In my opinion, I was appealing to an underlying human condition in a world which was fully devoted to cultural historicism. This practice of cultural historicism tended to diminish, if not efface entirely, the similarities between cultures. Where cultures were similar, we were supposed to look for the various cultural reasons for their difference.

By 1994, when I was writing my dissertation, I recognized that a series of thinkers who styled themselves The New Medievalists, had arisen who are impatient with the inability of the moderns to close the gap between being and becoming in their thought.

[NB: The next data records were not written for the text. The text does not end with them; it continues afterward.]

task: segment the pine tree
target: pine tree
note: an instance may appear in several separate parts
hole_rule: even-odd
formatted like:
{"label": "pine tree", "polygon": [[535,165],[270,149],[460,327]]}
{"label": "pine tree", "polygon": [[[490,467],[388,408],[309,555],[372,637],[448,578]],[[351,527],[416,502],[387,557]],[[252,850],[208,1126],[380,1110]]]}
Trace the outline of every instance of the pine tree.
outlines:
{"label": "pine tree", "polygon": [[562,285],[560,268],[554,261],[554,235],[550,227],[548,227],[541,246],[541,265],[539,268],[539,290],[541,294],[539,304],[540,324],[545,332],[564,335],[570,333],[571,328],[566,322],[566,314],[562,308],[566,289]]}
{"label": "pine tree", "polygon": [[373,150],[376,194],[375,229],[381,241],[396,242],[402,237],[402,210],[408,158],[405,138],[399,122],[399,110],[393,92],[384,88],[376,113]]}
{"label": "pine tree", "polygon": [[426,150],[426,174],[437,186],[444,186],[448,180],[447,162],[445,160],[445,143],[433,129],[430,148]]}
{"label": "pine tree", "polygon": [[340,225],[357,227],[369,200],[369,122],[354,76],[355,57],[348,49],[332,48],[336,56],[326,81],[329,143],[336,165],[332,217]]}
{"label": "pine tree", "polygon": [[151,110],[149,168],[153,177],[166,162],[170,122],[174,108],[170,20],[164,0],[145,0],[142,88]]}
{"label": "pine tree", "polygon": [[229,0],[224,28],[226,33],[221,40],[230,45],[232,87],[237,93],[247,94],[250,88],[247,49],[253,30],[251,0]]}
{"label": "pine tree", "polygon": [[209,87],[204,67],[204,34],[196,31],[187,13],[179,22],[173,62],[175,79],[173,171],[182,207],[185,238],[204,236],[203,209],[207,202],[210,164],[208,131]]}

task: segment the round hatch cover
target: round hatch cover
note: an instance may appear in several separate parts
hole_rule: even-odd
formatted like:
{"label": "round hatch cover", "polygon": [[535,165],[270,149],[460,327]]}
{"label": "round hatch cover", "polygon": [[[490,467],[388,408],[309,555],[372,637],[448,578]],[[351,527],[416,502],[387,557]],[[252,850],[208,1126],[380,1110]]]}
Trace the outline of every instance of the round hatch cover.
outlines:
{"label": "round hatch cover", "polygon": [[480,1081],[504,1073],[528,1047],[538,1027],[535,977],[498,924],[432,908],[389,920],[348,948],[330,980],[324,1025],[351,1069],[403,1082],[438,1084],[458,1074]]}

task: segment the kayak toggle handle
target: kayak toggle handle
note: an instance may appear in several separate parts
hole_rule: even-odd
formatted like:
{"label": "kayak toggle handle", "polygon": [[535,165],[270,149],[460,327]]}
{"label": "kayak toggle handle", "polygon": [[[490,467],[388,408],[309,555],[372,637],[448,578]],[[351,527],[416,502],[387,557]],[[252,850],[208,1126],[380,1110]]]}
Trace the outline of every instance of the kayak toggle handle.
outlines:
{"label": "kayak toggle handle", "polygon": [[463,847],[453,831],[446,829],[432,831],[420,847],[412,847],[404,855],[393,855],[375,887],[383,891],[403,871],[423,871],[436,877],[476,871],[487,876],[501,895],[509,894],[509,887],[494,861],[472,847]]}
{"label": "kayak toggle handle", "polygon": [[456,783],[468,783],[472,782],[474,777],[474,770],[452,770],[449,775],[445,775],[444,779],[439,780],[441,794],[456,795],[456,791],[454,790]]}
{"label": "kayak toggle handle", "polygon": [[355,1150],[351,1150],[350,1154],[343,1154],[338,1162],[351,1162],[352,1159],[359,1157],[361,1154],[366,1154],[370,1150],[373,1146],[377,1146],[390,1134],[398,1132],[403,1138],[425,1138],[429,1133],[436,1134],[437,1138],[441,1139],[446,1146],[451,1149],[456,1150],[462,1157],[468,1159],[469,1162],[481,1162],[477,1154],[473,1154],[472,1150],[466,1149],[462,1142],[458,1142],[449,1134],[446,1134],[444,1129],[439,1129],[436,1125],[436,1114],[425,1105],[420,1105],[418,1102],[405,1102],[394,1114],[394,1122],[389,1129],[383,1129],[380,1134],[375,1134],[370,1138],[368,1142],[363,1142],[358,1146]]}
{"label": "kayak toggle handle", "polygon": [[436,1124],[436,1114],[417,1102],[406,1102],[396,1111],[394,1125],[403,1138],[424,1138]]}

Relying on the works of Derrida, they thought that words were defined in the system by reference, not to the logocentric and stable locus of being, but only in reference to other words. They had, in other words, located an Ovidian horizontal position in the universe as opposed to the failed Modern search for stable entities in a vertically constructed universe.

At the same time they were not thinking about the medieval poem as having anything to teach them. After all, we were moderns or postmoderns. It was this construction that I would attack after I got out of graduate school.

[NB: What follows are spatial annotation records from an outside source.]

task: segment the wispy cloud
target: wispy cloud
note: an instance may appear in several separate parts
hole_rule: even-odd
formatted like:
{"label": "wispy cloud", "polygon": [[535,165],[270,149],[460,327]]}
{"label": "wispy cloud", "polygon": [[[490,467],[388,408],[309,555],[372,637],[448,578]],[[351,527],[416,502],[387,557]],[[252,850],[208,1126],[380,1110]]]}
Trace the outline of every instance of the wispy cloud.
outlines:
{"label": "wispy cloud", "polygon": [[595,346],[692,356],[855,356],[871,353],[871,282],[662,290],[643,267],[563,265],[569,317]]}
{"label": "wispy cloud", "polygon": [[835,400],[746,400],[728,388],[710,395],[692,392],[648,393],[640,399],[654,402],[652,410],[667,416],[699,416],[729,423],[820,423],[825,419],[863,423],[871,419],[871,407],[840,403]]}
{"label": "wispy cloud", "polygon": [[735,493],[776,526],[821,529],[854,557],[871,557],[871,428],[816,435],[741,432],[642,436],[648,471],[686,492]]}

The Romance of the Rose is a filthy poem. Its most famous episode comes when the character of Reason waylays the character known as The Lover–it’s in allegorical poem, of course, so people don’t have actual names. Reason corrects The Lover, telling him that he should follow her, and not his corrupting heart, which has led him to the pool of Narcissus (an Ovid reference for those who do not know).

In my opinion, Reason is not adequate to the task of guiding The Lover out of his narcissistic state. But the critical consensus was that Reason was at the top of the hierarchy of the world and that The Lover had managed to forgo the language of reason for the language of a more Ovidian nature and needed to be corrected. He was being too literal. She was urging him to read allegorically.

But, in fact, that was a misreading of the text. When The Lover gets involved in an argument about the language of the euphemism “coilles,” which means in modern-day English “balls” or “testicles.” Reason does not object to The Lover use of “balls.” She objects that he is using them directly and not as a euphemism for what God really meant when he created “balls.” She wants to have the lover use his “balls” literally, by which she means for the perpetuation of the species, and not for any sort of fun or enjoyment. Of course, in my lowly opinion, God had created “balls” for people to use, and it was not that he wanted people to use their “balls” only for the perpetuation of the species. He wanted people to use their “balls” to create offspring. By stepping away from the direct view of the universe had by the individual Lover to the view of the universe had by Reason, I believe that Reason was getting in her own way. You could not perpetuate the species without sex. There has to be an element of enjoyment in sex. Unfortunately, it wasn’t until I was out of graduate school that I managed to figure out why this was [see my post #14 on Boethius].

Anyway, I went on about this for some night 50 or 60 pages in my dissertation. It’s still one of my favorite poems, although I recommend it more as a poem to be read for answers than as a poem to be read for fun.